El texto para hoy lo encontramos en Lucas capítulo 24 … versículo 35 … donde dice:
Ellos, por su parte, contaron también lo que les había sucedido en el camino y cómo habían reconocido a Jesús cuando partía el pan (Lucas 24:35 BLPH).
La mesa tiene algo especial: es el lugar donde la vida se detiene un momentito, las barreras bajan y el corazón se abre. Y hay comidas que uno no olvida. No por el menú, sino por lo que pasó alrededor de la mesa: una conversación sincera, un abrazo que llegó justo a tiempo, una palabra que sanó sin que uno la estuviera buscando. Los discípulos de Emaús venían cargando tristeza y confusión, pero todo cambió cuando Jesús se sentó con ellos. No fue una frase profunda, no fue un argumento. Fue en la fracción del pan donde finalmente lo reconocieron.
Jesús quiso revelar Su identidad en el acto de partir el pan porque estaba anticipando lo que hoy vivimos en la Santa Cena. Allí no recibimos un símbolo vacío ni un recuerdo sentimental. Allí Jesús mismo se da: Su cuerpo entregado, Su sangre derramada, Su presencia real para perdón, vida y salvación. Él se sienta en tu mesa y te alimenta porque Él sabe lo que tu corazón necesita.
Él se revela donde Sus hijos pueden recibirlo: ¡en la mesa!, en el pan y en el vino, en esa comunión donde el Jesús resucitado se acerca con ternura a los que estamos quebrantados, a los débiles y a los que han estado lejos.

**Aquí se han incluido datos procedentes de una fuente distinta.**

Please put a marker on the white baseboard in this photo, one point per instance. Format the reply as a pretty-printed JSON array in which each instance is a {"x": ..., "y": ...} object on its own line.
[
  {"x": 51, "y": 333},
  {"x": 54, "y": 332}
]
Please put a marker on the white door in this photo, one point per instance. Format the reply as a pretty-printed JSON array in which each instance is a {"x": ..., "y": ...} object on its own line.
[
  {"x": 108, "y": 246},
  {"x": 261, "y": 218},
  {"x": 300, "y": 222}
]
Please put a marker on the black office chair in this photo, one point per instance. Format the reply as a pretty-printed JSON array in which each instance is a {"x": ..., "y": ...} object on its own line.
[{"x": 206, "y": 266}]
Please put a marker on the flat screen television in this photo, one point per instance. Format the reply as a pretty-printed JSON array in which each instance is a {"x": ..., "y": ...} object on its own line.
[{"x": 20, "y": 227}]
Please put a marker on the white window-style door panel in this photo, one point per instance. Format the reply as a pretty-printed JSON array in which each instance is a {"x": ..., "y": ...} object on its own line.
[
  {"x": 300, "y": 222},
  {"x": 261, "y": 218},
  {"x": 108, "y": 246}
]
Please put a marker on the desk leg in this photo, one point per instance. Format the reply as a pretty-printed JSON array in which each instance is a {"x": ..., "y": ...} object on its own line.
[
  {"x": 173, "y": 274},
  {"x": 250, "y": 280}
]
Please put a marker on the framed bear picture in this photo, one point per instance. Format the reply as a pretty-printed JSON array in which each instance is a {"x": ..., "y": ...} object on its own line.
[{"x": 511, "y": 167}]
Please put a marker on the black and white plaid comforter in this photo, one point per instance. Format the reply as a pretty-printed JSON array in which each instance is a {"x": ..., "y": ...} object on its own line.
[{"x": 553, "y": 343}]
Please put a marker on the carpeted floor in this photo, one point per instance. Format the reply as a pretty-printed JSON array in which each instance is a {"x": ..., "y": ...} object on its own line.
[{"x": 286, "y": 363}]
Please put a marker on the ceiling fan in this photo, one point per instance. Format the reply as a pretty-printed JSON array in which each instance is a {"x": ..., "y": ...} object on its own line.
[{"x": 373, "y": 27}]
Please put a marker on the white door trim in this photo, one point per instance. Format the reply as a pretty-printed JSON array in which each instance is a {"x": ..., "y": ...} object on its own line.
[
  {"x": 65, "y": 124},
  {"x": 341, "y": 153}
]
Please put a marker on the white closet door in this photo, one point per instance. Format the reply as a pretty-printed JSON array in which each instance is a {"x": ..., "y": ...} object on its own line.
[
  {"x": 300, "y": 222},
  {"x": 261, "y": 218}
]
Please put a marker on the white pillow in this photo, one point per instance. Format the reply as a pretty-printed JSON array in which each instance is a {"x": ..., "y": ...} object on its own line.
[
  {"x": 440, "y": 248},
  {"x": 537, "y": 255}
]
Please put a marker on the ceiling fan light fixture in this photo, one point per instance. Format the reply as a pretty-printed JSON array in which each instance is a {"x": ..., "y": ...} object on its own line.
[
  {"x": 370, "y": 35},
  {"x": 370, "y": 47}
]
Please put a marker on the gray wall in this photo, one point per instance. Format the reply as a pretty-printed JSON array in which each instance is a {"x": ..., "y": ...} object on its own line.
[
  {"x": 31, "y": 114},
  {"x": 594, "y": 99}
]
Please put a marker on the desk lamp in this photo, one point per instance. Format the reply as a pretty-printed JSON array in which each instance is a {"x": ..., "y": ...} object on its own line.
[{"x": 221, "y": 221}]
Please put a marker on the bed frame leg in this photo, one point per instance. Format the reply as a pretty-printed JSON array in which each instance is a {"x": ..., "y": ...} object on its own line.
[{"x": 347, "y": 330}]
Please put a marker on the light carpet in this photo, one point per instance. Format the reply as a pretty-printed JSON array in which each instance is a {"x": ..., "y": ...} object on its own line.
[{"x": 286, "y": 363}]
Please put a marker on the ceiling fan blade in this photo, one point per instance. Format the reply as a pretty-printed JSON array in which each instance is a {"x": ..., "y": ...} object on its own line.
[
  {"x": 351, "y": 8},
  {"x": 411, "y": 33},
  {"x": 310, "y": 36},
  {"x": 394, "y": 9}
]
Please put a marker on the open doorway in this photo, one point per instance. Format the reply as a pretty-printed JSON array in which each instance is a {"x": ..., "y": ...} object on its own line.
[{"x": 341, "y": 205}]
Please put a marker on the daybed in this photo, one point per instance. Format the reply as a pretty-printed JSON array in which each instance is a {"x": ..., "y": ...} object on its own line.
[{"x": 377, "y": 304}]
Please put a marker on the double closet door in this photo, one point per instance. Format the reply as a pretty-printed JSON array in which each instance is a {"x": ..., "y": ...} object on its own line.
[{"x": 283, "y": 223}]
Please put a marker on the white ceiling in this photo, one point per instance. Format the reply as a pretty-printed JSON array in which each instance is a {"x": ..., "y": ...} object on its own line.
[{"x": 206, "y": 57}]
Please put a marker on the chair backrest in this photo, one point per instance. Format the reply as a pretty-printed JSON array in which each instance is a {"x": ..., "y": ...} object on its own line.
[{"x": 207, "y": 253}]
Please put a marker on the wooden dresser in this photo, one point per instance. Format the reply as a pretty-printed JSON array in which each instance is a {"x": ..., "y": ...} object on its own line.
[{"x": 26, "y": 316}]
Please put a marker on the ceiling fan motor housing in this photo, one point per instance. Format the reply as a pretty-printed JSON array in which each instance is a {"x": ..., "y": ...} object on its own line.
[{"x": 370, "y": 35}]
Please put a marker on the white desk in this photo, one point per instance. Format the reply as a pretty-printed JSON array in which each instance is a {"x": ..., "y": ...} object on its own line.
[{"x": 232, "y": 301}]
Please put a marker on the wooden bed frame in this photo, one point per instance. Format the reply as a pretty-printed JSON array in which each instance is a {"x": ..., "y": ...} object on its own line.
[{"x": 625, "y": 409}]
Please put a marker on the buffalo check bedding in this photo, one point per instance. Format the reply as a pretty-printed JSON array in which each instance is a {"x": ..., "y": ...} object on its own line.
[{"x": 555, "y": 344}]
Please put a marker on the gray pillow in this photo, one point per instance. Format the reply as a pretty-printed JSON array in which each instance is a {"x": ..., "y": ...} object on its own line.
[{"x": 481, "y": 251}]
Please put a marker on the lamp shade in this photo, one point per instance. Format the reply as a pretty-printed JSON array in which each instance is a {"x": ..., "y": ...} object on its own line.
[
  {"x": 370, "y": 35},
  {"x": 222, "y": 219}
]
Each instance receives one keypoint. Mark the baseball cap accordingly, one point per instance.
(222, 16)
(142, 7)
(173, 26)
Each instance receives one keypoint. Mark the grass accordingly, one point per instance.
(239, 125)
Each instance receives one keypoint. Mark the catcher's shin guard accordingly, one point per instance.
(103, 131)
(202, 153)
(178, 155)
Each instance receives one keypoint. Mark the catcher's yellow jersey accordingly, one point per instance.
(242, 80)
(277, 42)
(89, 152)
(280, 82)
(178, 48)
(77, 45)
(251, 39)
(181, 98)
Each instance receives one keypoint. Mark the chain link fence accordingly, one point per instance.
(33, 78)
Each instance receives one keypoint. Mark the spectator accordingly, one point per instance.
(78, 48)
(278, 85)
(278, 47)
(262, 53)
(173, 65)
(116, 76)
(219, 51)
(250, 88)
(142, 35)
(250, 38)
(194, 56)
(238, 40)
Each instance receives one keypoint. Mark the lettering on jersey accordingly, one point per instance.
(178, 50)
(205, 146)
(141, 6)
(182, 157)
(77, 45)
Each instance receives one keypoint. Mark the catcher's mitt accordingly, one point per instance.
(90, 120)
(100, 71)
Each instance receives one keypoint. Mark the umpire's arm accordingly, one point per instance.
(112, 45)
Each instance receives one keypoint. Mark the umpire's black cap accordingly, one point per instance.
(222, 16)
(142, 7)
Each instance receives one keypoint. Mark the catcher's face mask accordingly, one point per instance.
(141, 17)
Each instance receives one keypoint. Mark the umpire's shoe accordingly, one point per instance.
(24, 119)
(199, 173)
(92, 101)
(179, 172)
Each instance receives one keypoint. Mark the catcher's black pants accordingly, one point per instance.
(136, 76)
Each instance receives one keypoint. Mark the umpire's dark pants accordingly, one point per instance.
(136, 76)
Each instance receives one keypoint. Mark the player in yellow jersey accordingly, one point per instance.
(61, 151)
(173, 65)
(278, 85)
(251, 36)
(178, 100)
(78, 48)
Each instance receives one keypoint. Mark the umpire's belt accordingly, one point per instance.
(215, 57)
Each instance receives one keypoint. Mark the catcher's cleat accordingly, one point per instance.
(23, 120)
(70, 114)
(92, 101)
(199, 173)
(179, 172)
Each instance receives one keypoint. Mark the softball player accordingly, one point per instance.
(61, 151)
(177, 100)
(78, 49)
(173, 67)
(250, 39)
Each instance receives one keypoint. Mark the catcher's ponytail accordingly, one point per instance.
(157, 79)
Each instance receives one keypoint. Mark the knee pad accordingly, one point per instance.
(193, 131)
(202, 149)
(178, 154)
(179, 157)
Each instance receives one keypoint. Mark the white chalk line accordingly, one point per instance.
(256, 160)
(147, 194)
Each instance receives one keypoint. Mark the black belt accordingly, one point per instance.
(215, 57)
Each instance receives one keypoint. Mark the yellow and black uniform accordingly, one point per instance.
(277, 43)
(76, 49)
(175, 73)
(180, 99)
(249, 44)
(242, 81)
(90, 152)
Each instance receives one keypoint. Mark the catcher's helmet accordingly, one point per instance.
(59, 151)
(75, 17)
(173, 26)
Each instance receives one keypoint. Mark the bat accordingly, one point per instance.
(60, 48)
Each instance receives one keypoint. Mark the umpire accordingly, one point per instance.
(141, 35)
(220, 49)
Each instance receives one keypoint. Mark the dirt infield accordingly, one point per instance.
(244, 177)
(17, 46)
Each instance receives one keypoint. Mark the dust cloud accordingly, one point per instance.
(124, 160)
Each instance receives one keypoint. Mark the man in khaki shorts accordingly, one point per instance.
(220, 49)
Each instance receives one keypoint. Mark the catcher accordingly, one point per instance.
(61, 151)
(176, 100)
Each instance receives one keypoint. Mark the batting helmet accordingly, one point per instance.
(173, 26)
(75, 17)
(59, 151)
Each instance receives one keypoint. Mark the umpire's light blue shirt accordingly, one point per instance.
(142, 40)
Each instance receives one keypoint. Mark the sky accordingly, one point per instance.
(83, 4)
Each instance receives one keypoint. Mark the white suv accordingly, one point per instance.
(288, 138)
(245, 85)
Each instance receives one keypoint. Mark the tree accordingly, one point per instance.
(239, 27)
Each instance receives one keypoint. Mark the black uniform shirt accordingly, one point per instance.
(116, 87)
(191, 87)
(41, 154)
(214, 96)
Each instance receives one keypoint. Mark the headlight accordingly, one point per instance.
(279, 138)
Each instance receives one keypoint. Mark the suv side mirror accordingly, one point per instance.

Entonces, ¿cómo vivo yo, sabiendo que Jesús resucitó y sigue presente aquí mismo?
Me acerco a Su mesa con gratitud y confianza, capacitado por el Espíritu, sabiendo que Jesús resucitado se encuentra conmigo allí, se da por mí y me alimenta con lo que realmente sostiene la vida. Vivo recibiendo Su presencia como regalo, aun cuando el camino sea confuso, porque Él sabe encontrarme justo donde más lo necesito.
Para reflexionar:
*¿Qué significa para ti que en la Santa Cena no recibes un símbolo, sino a Cristo mismo?
*¿A quién quisieras traer en oración para que también encuentre consuelo en la mesa del Señor?
Diaconisa Noemí Guerra
Oremos: Padre nuestro, gracias porque Jesús resucitado se encuentra con nosotros en la mesa y nos alimenta con Su presencia real, trayéndonos perdón, vida y salvación. En el nombre de Jesús, amén.